Sandwich me Avgo kai Bacon is the egg-and-bacon sandwich as it turns up in Greek bakery and kiosk cases nationally: cold-built, sold ready-wrapped, a small step up in richness from the plain egg version. The angle here is the pairing. Egg on its own is mild and forgiving; add bacon and you introduce salt, fat, and a smoky edge that the rest of the sandwich now has to balance rather than merely carry. Done well it is one of the more satisfying things in a Greek counter case. Done carelessly it goes greasy and one-note fast.
Construction is straightforward and the order matters. The egg is hard-boiled and either sliced or lightly mashed; the bacon is cooked separately until firm, then drained so it is not sitting in its own fat when it meets the bread. Both go into a soft roll or sliced loaf, often with the cut faces buttered. Seasoning is light because the bacon already brings the salt. Good execution means bacon cooked to a real bite and drained properly, egg still tender, bread dry enough to hold structure under the fat. Sloppy execution is limp underdone bacon shedding grease into the bread, an overcooked chalky egg, no drainage so the whole thing turns slick, and over-salting on top of an already salty cure. The fault line is almost always grease management: the counters that get this right are the ones that drain the bacon.
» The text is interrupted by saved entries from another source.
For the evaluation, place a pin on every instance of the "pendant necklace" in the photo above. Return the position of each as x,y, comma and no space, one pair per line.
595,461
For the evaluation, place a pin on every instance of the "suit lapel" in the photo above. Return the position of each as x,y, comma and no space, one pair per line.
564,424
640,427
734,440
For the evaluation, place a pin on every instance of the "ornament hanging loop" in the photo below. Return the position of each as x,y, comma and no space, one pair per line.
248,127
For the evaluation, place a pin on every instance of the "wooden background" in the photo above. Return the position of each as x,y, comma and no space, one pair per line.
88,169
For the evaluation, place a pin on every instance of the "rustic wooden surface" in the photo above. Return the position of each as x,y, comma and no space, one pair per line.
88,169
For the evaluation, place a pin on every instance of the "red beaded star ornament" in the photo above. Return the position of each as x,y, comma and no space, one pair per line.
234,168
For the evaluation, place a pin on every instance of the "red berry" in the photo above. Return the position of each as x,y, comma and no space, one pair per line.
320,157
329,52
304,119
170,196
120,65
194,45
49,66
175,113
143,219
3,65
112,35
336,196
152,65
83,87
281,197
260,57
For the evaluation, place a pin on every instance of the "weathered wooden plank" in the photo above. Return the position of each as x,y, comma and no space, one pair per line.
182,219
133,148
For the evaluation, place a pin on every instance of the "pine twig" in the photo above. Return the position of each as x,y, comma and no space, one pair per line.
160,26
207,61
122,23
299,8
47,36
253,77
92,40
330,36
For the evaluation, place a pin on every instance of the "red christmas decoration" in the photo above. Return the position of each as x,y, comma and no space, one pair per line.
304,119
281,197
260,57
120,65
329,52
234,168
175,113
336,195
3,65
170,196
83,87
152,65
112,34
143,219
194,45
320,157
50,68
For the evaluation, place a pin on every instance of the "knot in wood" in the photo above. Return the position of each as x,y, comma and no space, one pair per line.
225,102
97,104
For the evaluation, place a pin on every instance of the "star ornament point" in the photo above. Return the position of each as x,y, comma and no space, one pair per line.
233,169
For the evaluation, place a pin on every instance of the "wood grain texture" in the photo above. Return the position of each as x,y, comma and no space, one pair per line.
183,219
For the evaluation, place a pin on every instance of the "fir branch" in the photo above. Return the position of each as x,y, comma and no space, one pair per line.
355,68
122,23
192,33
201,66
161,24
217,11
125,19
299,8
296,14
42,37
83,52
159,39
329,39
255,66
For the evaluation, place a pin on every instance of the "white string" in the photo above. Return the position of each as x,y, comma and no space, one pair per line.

Variation is mostly about how the egg is treated and what rides alongside. Some build it as sliced egg with whole rashers and a leaf of lettuce, cleaner and more structured. Others fold the egg into a mayo mash and lay the bacon over that, richer and softer. A few add a slice of tomato or a smear of mustard to cut through the fat, which the sandwich genuinely benefits from. The plain egg sandwich without bacon is a quieter, distinct build and deserves its own article rather than being crowded in here. As itself, this one lives or dies on whether the bacon was cooked and drained with any attention.